It’s funny peculiar that within a week of downloading one of those super apps that lets you listen to any radio station in the world including police scanners, I ended up doubling down on KALX.
Isn’t that always the way with apps and smartgadgets? You get one, play the hell out of it for eight hours straight until your brain is good and spun, and then sit around the rest of the day on an emotional sugar-crash, hating yourself.
After the initial feeding frenzy at the limitless radio station buffet, I began to dread turning on the app and getting sucked into the screen-tapping vortex, forced to make decision after decision in order to arrive at my optimal radio station for that particular moment: First choose one format over the others; now pick a category, and now a subcategory–choose wisely with all these windows because once you tap it open you can’t go back; now scroll through the rolodex of stations until you find one that catches your eye. Are you sure that’s the one you want? You sure?? Is that really what you want to hear, or are you just settling for what’s there? Because if you are just settling, you owe it to yourself to go back and start all over again.
There really is such a thing as having too much freedom of choice.
Suddenly I rediscovered my old 20-lb boom-box that had been sitting quietly on its shelf in the corner this whole time. I tentatively pressed the On button to see if it still worked, and voila, the console crackled instantly to life, already tuned-in to KALX just as I must have left it when I went digital. Suddenly, I forgot all about this app that turned my phone into a DefCon listening station and fell in love all over again with the idea of powering on my boom box and having an instant connection to a world-class radio station that also happens to be my community station.
Here I am sitting in my basement workspace, hiding from daylight, listening to some student or fellow community-member broadcasting from an underground control room just a few miles away. It feels like community.
The fact that I could still listen to community radio like KALX the old-fashioned way in this era of cheap thrill gadgetry made meĀ want to do it; both community radio and the boombox have continued to serve me well ever since.
Just tonight a public service announcement for Alameda County read by a KALX deejay helped resolve an issue that I had all but given up on: namely, where to dump my stash of used batteries.
It would seem to be a straightforward issue in a city like Berkeley, which gave the nation its first handicapped ramp and is understood to be at the forefront of progressivism in all its forms. I’ve lived here since 2005 and it has long been made clear to me that disposing of used batteries in household trash is against the laws of Berkeley and of nature. So I saved my used batteries, and saved them, and saved them, waiting for the advisory I was sure would be coming that would tell me where to properly dispose of these dead AA’s.
The years came and went and no information was forthcoming. My stash of dead batts was almost as big a breadbox now and my house wasn’t much bigger than a bread delivery van. This was getting serious. I had a potential environmental felony on my hands. I decided to become pro-active. I took to the web and found Berkeley’s official city pages, which featured clickable links for household waste disposal. However, the links led to geocities-era web pages for services that seemed to be long out of business.

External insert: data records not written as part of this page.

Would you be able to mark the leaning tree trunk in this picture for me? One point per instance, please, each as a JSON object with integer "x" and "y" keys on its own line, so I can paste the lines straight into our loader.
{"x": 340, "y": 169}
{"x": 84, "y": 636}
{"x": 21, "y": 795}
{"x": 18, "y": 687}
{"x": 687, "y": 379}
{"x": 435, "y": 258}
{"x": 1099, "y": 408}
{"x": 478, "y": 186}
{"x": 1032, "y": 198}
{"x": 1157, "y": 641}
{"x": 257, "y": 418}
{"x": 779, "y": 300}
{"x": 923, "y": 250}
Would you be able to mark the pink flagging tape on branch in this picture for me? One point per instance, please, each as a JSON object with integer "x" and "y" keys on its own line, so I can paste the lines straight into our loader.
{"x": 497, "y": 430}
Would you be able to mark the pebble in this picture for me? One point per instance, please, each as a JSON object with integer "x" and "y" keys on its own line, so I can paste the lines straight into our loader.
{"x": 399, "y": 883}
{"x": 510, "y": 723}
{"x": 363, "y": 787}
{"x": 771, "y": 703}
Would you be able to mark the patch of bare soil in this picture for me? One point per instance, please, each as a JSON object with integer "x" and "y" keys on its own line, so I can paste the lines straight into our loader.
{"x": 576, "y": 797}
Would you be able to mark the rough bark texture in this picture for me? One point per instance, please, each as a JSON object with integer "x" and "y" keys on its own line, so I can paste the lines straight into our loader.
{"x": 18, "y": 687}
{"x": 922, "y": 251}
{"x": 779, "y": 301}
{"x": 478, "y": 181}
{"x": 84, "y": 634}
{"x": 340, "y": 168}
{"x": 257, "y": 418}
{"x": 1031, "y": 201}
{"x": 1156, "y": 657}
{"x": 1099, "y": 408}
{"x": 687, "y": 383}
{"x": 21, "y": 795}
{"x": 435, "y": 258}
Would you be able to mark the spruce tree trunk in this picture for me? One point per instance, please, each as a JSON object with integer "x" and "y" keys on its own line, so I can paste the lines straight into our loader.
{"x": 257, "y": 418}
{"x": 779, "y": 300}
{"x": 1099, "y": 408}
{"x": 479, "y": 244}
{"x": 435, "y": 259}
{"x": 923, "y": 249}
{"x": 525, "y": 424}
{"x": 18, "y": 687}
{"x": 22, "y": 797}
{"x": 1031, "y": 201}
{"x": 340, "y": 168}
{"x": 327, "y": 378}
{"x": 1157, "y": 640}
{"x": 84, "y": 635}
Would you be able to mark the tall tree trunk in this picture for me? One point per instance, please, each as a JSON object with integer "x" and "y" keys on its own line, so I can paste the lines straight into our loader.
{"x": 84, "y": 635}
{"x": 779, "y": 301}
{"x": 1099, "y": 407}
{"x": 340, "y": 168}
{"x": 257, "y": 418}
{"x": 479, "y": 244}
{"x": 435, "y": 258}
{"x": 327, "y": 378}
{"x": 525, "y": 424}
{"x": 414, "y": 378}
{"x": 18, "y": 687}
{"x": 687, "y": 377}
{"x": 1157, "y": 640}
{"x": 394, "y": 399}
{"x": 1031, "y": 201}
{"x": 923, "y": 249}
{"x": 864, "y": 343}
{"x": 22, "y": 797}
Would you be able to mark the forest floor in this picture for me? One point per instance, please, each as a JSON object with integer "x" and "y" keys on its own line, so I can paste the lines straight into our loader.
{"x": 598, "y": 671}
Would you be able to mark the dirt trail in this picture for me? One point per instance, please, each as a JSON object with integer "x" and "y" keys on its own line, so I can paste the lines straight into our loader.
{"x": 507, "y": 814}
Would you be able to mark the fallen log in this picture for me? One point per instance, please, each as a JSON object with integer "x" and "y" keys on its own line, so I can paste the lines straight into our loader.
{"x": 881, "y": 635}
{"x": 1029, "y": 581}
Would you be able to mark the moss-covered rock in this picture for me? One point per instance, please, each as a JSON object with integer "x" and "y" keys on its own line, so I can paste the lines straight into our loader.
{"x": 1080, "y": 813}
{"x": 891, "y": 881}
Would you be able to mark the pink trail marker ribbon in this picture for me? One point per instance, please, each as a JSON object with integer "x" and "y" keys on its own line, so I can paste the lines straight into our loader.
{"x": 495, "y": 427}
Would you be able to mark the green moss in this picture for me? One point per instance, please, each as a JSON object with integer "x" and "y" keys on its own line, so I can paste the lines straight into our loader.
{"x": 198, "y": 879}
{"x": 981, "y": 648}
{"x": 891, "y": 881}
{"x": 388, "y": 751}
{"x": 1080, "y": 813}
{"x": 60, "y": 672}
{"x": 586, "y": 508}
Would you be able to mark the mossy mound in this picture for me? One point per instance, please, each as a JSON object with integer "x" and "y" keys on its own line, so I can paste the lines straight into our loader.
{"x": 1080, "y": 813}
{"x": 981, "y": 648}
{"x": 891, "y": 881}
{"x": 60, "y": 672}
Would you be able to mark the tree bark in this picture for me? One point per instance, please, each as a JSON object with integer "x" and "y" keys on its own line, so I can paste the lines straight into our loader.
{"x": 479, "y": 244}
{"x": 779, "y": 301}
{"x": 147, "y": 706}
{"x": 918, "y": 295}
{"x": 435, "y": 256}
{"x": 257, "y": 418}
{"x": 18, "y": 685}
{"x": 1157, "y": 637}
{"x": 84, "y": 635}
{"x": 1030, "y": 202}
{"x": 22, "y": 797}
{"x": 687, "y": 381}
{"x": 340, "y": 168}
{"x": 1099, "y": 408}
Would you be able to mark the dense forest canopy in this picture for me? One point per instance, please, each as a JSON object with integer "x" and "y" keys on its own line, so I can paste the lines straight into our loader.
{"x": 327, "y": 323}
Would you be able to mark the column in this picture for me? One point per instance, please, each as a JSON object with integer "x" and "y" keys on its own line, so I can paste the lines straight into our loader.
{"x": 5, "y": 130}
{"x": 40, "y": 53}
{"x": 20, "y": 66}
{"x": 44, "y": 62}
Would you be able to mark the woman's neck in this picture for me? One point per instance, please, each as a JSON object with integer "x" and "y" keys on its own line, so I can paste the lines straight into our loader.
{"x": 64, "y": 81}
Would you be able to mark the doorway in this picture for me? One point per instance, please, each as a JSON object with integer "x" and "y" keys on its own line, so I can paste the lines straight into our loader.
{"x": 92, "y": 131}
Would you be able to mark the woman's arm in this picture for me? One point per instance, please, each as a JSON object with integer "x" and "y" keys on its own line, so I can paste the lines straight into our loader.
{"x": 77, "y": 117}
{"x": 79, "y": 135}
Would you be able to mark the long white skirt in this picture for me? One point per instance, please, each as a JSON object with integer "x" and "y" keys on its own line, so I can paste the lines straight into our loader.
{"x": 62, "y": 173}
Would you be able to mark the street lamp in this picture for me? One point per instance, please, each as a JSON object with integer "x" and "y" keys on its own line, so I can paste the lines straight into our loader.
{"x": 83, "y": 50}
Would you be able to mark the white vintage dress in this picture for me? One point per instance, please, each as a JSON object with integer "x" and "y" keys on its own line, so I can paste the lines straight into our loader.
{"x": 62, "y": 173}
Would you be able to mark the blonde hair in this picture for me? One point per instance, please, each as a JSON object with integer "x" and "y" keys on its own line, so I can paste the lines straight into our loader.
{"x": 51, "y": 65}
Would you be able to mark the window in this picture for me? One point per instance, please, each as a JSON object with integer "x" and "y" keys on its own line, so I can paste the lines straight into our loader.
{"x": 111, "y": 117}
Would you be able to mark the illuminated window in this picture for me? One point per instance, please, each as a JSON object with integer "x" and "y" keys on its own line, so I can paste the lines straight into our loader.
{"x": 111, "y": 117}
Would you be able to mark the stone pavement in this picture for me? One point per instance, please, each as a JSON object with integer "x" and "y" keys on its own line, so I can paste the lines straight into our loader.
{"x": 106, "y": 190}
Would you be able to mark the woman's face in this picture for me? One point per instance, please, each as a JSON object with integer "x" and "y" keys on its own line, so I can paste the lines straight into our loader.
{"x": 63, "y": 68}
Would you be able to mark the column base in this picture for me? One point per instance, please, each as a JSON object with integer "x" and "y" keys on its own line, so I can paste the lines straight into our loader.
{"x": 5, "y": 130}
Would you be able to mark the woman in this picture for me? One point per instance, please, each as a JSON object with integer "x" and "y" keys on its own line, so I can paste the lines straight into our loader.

That was an olympiad ago. The KALX announcer has just now made me aware of stopwaste.org, Alameda County’s go-to page for recycling questions and answers. A perusal of the website does give me answers on where to recycle batteries. Sort of. More like leads than answers. They list retail chains that accept batteries for recycling, without telling you exactly who, when, and where to go. They also mention a facility on Seventh Street down by I-880 that accepts household batteries. But based on gut feeling, I figure if I head down to any of these locations with my pillowcase of batteries, the odds are less than 50/50 of the transaction being successfully completed.
Let’s do some more math here. If I’m having this much difficulty finding a place to dump my Duracells, what are the odds that the rest of Alameda County is complying in a lawful and responsible manner?
Considering that approximately 100% of Alameda County households discard batteries each year and that locating a facility that accepts these batteries is like cracking the DaVinci Code, not to mention the effort involved in getting to one of these not exactly BART or AC Transit-adjacent locations, it seems like there’s got to be a better way.
Everyone goes through batteries. Throwing them away is illegal and immoral. Yet Alameda County makes it prohibitively difficult to do the right thing. Does the county really think that people aren’t just tossing their coppertops out with the banana peels and coffee grounds?